Среди множества грязно-белых мраморных скульптур первого этажа каким-то образом оказалось небольшое, немного меньше, чем в рост человека, отлитое из темной бронзы изображение пьяного сатира с гроздью винограда в одной руке и чашей — в другой, — старенького, хитренького, на козлиных ножках, с умным, добродушным лицом, таким человеческим со всеми его милыми человеческими слабостями. Все же остальное, даже медная полоса меридиана, вделанная наискось в мозаичный пол громадного, как площадь, зала второго этажа, увешанного старинными полотнами, было совсем неинтересно и вызывало лишь утомление, несмотря на все старания Горького.

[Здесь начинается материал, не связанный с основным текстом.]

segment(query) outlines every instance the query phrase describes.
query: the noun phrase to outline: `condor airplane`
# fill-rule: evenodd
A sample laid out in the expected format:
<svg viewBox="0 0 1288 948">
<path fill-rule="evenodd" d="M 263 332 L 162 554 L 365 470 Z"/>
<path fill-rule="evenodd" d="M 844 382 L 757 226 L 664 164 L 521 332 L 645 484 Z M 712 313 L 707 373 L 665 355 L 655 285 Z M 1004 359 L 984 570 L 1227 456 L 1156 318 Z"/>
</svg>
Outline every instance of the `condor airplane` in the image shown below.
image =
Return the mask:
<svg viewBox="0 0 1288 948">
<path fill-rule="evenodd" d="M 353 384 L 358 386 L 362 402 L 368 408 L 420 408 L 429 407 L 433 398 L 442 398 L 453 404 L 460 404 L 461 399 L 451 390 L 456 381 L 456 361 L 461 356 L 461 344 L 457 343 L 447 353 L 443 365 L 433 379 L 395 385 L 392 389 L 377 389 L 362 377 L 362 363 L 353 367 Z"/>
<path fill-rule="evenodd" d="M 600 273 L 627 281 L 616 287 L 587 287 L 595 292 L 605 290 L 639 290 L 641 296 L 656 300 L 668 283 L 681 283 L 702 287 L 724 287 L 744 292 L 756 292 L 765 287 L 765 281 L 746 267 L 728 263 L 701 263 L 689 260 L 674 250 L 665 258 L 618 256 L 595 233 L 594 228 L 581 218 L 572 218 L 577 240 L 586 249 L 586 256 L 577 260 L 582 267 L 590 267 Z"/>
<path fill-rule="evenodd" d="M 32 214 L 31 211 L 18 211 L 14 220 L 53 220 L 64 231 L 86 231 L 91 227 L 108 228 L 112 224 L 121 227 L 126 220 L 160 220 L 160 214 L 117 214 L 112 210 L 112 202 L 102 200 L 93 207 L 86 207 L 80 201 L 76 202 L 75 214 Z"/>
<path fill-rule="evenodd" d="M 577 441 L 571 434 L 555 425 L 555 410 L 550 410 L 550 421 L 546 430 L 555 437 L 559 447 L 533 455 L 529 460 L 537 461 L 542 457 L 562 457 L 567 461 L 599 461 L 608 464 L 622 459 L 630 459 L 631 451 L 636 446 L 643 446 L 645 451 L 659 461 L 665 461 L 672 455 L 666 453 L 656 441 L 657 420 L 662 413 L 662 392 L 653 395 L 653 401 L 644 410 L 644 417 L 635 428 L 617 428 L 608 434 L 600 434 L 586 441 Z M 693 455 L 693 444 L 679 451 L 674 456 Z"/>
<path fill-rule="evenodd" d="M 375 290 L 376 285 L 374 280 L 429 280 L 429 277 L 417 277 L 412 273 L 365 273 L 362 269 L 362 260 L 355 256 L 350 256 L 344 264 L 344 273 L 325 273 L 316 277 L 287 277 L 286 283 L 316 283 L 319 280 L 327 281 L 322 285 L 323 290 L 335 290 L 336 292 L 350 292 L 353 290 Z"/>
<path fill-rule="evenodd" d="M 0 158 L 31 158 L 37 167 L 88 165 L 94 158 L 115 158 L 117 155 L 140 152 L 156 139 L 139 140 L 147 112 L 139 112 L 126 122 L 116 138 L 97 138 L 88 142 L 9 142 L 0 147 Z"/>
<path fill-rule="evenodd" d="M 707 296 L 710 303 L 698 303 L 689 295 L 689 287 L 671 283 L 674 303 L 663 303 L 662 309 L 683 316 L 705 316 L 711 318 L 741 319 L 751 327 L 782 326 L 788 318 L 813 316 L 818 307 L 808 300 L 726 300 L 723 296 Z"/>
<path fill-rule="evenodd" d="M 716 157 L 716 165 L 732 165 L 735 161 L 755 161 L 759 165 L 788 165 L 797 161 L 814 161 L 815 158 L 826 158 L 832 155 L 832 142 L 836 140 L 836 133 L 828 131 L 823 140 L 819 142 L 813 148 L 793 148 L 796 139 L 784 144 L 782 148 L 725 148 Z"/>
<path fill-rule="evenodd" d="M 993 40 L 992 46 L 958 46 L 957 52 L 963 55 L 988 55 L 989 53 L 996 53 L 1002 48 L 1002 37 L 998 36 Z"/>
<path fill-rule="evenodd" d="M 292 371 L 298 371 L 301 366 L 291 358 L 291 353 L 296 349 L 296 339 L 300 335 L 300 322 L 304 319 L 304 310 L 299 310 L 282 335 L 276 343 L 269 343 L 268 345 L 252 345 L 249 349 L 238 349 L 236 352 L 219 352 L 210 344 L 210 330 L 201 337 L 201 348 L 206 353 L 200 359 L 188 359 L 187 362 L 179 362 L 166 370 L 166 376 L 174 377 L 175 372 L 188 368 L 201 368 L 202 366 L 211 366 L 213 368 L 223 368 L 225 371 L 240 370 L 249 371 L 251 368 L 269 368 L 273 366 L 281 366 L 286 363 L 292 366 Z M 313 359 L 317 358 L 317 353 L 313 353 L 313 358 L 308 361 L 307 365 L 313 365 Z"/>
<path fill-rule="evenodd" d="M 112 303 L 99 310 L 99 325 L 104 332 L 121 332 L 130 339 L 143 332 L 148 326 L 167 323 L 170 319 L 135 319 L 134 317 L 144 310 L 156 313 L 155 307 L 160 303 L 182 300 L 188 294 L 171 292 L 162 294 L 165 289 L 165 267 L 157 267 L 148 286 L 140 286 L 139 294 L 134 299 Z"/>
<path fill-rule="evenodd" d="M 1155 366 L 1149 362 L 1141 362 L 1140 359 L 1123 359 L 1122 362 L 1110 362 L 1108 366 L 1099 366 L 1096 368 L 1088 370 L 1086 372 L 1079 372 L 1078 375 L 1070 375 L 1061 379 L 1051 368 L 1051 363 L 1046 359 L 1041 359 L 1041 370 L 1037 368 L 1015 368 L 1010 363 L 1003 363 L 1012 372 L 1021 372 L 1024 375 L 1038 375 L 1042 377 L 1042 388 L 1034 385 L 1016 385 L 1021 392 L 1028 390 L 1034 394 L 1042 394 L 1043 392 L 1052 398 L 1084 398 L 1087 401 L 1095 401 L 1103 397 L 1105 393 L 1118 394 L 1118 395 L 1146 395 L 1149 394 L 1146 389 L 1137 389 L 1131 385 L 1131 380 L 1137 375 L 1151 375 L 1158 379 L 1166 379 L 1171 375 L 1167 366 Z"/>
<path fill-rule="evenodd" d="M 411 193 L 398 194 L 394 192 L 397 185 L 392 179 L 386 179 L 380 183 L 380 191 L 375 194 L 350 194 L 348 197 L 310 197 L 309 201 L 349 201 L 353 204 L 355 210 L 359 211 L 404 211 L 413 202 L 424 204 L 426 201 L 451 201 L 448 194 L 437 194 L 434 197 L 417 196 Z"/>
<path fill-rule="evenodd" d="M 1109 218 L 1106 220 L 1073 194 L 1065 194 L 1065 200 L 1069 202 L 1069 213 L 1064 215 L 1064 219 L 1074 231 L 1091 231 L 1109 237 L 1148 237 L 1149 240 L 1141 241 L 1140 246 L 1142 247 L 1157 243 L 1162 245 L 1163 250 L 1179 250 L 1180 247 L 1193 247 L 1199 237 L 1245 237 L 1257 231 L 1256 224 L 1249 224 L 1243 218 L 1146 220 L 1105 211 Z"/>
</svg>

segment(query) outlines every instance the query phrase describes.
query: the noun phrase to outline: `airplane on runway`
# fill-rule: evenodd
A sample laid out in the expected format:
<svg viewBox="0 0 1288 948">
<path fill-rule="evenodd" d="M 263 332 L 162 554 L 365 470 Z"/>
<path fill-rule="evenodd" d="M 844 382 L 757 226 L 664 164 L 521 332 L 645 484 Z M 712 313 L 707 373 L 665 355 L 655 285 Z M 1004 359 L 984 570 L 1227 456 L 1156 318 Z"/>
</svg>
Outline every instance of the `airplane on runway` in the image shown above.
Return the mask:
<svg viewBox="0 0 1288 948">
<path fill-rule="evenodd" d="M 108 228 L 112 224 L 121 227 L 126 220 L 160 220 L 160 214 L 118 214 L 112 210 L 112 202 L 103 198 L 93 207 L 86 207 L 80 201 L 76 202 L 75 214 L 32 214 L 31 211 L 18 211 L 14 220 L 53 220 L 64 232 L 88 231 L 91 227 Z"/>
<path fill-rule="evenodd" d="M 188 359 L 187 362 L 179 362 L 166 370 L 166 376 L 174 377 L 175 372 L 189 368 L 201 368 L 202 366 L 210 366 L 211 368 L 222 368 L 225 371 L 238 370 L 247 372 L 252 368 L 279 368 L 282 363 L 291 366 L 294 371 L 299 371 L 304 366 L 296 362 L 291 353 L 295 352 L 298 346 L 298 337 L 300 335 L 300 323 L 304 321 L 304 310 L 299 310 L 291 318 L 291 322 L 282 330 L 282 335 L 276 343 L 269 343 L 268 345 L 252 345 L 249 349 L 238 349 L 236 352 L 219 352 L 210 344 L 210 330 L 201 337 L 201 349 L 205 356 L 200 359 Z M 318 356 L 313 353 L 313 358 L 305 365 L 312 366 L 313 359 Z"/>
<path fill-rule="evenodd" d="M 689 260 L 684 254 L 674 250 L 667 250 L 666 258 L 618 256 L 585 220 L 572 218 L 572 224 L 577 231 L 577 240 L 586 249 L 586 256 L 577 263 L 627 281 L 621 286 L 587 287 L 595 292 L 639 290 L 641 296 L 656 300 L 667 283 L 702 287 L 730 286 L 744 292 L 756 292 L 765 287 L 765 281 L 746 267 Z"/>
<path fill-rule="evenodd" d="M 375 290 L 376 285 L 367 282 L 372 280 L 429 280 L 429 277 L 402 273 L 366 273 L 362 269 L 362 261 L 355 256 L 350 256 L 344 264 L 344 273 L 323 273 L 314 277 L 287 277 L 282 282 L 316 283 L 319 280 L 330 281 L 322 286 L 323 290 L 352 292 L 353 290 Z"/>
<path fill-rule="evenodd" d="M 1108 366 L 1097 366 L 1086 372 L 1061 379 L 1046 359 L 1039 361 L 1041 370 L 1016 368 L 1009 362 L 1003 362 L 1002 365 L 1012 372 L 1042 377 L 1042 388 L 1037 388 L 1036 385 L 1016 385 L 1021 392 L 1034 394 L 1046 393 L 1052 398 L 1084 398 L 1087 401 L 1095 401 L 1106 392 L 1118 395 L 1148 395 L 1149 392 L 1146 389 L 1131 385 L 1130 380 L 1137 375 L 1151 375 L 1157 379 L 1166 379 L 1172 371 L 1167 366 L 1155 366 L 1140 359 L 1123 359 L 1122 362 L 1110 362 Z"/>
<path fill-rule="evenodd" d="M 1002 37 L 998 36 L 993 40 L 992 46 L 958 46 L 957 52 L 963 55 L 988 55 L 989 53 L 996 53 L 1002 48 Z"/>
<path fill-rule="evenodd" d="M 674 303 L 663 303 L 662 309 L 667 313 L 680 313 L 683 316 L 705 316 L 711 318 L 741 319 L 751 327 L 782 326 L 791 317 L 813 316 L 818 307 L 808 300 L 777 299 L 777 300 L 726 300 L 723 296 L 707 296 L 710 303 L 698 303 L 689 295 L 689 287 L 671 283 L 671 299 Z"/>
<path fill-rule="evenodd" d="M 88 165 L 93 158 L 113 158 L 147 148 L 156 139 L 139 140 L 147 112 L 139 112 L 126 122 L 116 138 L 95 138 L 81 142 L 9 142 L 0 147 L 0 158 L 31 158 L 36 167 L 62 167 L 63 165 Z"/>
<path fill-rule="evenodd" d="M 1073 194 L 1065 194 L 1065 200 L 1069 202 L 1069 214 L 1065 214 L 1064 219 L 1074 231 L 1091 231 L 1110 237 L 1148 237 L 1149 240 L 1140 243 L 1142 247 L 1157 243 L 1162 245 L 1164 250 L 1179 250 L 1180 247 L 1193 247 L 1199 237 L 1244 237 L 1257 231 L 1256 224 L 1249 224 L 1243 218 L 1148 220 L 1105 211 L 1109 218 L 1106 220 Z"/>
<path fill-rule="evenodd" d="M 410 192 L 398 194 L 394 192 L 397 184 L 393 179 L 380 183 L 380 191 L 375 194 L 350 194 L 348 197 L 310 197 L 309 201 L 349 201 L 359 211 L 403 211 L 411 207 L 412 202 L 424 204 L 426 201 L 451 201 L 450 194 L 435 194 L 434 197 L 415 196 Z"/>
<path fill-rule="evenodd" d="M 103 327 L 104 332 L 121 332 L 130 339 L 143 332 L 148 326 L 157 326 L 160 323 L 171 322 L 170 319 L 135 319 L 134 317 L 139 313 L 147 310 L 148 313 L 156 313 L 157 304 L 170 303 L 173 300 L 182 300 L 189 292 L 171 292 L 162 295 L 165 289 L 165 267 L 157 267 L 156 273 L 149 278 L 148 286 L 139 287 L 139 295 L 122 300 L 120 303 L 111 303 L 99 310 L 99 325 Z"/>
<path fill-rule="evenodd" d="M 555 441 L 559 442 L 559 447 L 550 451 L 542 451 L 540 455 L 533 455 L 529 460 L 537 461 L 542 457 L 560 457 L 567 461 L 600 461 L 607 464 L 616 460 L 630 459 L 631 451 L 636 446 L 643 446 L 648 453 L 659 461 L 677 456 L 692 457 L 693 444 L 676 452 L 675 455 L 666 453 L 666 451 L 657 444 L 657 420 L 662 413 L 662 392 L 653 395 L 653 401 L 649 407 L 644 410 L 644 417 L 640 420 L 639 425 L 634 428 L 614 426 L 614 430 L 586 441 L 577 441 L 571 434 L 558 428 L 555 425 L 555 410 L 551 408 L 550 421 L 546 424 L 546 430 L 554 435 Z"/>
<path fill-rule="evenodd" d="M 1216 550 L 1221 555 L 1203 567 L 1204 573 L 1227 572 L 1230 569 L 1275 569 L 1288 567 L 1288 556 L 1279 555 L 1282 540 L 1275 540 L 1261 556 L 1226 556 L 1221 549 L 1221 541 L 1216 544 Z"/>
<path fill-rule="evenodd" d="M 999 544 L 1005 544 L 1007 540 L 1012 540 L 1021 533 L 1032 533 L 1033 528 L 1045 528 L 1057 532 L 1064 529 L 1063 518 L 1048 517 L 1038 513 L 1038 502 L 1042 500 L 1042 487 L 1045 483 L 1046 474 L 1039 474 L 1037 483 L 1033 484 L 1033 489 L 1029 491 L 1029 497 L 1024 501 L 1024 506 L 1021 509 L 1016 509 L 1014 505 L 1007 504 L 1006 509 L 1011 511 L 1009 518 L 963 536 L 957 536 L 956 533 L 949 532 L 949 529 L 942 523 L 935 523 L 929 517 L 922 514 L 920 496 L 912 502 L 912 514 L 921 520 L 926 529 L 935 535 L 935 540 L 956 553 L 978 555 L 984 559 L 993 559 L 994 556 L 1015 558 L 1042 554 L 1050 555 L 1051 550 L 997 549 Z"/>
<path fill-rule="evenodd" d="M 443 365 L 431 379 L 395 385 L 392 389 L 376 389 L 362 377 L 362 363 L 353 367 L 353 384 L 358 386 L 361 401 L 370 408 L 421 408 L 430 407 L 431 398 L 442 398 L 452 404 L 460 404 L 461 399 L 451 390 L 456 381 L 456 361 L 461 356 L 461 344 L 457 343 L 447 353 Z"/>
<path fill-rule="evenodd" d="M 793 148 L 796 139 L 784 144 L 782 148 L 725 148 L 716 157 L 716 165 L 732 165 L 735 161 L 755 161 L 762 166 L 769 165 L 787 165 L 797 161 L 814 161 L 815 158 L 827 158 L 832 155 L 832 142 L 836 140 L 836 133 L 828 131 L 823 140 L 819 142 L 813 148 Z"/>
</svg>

Зато как ошеломительно ударил в глаза нестерпимо яркий неаполитанский полдень, когда наконец вышли из музейного сумрака на улицу со звенящим трамваем, с криками мороженщиков «джелято, джелято!», с разноцветным бельем, развешанным между домами поперек темных, узких переулков, пересекающих нарядную Виа Рома. Как весело было смотреть на фонтан посередине площади Никола Аморе, вокруг которого в хорошеньких глиняных кувшинчиках продавалась чудесная неаполитанская горная вода — «аква фреска» — по два сольдо за кувшинчик, запечатанный глиняной пробкой и покрытый матовой ледяной испариной. Приятно было очутиться на набережной в шумной толпе, среди менял, продавцов кораллов, аппетитной лапши на фанерной дощечке, среди босоногих неаполитанских мальчишек, грязных, как чертенята, которые совали в нос цветные открытки с видами Неаполя — «Карталина постале» — и выпрашивали все те же вечные два сольдо: «Due soldo, signor, due soldo». Как неповторимо, удивительно по-итальянски выглядели на фоне яркого неба потертые фасады старых домов, выкрашенных палевой водяной краской, с бледно-зелеными жалюзи окон, выгоревших на солнце, а если стена была глухая, то на ней были нарисованы точно такие же ложные окна! Пахло чесноком, рыбой, жаренной на вонючем оливковом масле, свежеразрезанными гранатами из Амальфи. Ленину все это, конечно, ужасно нравилось: чем-то напоминало волжские пристани. Но Помпея, куда повез Горький, опять-таки не произвела должного впечатления. Примерно в это же время Бунин написал, что «…Помпея казалась мне скучней пустых могил, мертвей и чище нового музея». Дымящийся Везувий, несколько веретен кипарисов и большая, почти черная зонтичная пиния с плоской кроной на первом плане были действительно прекрасны, не могли не волновать, несмотря на свой несколько олеографический розово-голубой колорит.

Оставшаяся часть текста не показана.